For the purposes of this discussion the current outbreak of COVID-19 began November 1, 2019 and is still continuing. More than 460 human cases have been reported from China. Of these cases, 426 have symptom onset dates reported by the World Health Organization (WHO) for cases with onset before February 10, 2019.
Graphing the symptom onset dates for these COVID-19 cases provides a count of new daily infections of COVID-19. Also included in the graph are the remaining 37 cases based on their reporting date rather than symptom onset date which is not available at this time for cases reported after February 11. The graph, an epidemic curve, shows that the greatest number of COVID-19 infections occurred on February 1, 2019, based on a five day moving average.

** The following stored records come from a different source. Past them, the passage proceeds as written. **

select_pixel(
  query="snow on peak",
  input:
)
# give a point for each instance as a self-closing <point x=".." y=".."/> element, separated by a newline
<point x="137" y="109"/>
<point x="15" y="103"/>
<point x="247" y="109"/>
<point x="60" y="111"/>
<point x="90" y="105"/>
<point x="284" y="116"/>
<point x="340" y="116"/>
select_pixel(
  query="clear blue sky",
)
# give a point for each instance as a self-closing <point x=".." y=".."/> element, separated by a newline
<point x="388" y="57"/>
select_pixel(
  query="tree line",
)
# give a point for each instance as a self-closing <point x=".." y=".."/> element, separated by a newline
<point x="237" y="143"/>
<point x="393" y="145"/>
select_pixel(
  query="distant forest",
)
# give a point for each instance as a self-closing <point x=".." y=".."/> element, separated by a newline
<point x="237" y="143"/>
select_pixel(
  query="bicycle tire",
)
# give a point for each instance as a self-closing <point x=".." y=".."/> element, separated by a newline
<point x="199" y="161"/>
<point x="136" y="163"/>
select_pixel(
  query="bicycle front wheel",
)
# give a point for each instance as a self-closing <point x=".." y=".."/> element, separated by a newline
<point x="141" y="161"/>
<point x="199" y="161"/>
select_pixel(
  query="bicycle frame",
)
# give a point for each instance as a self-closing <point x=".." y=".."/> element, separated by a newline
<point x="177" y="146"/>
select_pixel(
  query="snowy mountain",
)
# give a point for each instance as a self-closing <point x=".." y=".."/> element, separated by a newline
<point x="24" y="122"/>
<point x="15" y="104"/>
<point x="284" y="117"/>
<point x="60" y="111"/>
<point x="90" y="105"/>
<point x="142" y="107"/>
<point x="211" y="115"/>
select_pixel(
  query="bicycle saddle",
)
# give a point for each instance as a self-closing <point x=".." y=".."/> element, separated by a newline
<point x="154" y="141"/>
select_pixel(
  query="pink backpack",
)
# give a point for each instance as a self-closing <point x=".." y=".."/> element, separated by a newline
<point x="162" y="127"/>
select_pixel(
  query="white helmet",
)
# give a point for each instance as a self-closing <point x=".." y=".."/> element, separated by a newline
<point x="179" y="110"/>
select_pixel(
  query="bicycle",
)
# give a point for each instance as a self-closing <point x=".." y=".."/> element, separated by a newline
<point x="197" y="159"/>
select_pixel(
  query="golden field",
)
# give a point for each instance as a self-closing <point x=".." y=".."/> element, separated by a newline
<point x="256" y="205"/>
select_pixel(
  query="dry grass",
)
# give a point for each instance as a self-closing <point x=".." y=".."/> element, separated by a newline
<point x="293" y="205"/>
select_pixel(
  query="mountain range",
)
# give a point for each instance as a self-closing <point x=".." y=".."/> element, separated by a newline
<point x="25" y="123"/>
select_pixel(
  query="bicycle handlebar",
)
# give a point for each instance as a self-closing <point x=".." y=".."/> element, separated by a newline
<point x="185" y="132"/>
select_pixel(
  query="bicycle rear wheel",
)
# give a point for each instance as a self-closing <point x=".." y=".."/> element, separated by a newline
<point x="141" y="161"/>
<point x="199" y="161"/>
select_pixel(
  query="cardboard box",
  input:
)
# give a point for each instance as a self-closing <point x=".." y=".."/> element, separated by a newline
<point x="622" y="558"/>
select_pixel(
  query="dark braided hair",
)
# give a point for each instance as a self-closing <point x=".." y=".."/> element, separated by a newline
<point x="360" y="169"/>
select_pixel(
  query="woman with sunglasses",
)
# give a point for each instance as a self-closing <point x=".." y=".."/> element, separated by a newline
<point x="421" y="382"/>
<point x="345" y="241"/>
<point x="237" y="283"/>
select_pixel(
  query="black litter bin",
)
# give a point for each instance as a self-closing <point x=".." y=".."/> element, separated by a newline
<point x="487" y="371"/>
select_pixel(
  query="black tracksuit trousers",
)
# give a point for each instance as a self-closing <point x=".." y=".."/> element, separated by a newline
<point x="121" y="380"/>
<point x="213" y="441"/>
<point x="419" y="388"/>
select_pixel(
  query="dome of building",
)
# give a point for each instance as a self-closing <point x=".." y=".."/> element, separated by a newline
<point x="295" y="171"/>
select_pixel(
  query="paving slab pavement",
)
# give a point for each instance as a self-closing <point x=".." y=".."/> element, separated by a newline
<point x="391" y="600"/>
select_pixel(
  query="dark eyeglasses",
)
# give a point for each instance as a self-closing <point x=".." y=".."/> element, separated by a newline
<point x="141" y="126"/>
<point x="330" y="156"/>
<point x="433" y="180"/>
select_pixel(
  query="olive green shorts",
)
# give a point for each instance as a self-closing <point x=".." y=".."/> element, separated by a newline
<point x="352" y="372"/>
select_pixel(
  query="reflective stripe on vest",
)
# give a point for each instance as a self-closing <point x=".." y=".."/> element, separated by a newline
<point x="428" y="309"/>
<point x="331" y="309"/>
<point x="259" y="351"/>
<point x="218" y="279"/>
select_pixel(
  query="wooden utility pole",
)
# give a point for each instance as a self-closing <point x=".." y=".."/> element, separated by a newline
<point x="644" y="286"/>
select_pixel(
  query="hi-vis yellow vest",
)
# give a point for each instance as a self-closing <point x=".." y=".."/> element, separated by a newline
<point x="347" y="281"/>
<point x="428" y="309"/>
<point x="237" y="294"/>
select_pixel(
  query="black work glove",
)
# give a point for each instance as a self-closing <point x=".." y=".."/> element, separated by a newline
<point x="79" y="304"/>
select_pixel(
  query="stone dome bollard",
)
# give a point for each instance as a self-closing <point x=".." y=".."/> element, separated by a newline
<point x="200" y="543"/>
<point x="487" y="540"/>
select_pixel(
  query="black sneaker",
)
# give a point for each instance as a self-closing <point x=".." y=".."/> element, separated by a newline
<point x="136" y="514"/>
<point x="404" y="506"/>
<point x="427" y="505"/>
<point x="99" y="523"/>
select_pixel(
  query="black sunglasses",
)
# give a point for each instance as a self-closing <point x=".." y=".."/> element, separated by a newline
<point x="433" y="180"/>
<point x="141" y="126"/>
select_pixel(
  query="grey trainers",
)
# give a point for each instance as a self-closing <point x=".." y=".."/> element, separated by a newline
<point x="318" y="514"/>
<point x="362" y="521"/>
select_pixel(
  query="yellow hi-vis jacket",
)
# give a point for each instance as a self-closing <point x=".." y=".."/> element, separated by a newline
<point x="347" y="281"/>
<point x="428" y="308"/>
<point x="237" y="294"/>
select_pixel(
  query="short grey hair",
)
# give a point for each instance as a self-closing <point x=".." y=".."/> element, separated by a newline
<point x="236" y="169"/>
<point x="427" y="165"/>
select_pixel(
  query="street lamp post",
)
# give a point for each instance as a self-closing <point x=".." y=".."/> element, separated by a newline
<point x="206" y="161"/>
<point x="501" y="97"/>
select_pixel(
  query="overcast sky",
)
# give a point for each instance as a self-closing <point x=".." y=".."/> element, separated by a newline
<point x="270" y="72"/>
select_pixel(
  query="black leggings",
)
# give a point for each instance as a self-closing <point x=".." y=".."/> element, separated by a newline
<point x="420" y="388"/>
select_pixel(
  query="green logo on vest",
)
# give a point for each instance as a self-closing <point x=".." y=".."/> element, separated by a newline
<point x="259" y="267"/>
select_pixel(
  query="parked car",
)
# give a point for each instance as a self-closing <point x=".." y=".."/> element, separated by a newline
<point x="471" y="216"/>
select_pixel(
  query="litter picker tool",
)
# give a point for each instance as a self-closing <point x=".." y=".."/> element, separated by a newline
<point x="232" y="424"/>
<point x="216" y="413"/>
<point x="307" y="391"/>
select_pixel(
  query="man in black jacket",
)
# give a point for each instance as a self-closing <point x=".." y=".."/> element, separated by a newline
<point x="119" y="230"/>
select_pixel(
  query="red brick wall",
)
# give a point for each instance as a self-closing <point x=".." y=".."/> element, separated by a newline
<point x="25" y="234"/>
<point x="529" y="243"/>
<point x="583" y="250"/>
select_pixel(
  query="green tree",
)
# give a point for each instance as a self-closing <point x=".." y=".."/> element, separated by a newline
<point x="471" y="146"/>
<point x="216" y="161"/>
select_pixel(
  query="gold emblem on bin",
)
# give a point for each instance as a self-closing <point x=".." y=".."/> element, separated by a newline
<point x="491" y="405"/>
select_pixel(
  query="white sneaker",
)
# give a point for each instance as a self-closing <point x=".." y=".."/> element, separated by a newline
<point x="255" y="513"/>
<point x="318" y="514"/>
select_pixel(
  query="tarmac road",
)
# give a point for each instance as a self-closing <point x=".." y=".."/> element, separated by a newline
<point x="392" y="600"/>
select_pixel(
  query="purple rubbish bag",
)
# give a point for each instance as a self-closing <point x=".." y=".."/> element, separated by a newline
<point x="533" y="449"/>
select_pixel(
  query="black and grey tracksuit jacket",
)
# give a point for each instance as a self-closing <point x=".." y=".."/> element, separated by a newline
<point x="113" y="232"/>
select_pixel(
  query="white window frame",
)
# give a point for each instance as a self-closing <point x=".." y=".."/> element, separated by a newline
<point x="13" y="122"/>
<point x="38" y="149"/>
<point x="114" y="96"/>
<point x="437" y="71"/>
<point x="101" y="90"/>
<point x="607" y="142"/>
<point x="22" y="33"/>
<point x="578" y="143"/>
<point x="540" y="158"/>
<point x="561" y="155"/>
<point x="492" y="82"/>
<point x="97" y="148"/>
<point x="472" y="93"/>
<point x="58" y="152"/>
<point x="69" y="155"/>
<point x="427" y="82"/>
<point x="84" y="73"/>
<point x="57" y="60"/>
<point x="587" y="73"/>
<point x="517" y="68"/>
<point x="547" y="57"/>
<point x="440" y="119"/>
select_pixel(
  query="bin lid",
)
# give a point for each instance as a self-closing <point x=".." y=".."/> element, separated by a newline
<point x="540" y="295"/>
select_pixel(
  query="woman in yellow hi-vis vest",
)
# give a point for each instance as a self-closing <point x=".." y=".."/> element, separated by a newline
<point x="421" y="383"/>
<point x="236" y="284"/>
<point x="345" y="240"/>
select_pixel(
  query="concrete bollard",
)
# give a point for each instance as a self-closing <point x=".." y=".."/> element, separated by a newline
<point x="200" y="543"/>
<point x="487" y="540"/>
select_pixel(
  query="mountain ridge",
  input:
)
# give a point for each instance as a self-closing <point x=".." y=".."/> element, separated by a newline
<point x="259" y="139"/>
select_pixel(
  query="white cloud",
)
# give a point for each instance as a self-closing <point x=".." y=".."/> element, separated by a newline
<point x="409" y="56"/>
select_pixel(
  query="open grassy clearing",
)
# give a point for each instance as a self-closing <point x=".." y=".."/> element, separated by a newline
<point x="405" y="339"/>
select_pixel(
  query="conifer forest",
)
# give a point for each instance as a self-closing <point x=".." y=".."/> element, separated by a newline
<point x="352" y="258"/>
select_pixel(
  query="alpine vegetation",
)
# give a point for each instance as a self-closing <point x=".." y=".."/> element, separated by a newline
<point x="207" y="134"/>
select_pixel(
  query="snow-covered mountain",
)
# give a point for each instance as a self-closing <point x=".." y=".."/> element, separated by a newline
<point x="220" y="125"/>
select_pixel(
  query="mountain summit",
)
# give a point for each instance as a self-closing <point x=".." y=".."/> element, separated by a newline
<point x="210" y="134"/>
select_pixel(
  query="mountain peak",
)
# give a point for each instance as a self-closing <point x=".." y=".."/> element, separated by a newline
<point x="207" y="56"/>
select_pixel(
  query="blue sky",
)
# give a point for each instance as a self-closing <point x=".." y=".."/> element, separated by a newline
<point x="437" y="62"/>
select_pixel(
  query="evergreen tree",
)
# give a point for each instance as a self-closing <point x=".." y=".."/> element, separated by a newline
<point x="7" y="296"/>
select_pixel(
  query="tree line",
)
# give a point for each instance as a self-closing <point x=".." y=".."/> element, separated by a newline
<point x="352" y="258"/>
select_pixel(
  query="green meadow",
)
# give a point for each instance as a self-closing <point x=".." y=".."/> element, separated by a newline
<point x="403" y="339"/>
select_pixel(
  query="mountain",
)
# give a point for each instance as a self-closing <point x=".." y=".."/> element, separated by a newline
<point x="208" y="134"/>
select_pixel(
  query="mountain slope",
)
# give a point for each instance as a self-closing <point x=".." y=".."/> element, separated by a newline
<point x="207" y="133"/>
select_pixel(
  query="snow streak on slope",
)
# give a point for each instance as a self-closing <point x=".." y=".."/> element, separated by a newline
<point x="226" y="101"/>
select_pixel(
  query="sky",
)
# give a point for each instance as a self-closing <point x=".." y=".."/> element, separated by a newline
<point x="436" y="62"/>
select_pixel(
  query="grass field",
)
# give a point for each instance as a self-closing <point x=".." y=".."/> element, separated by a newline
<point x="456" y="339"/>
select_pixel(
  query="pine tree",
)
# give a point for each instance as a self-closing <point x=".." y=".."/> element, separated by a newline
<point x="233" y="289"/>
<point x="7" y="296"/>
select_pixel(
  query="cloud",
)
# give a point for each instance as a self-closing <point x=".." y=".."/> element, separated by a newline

Even if The 37 cases for which symptom onset dates are not available are distributed over the 17 days following February 11, they are an insufficient number of new cases to exceed the five-day moving average which peaked above 10 cases per day on February 1, 2019. The number of human COVID-19 infections in this outbreak now seems to be declining. The decline in human cases can be attributed to closing of some local poultry markets by Chinese authorities. Hopefully, the number of COVID-19 infections will continue to decrease.
While there is little evidence of human-to-human transmission in this outbreak, every human COVID-19 infection is a potential opportunity for the influenza virus to reassort and become transmissible between humans.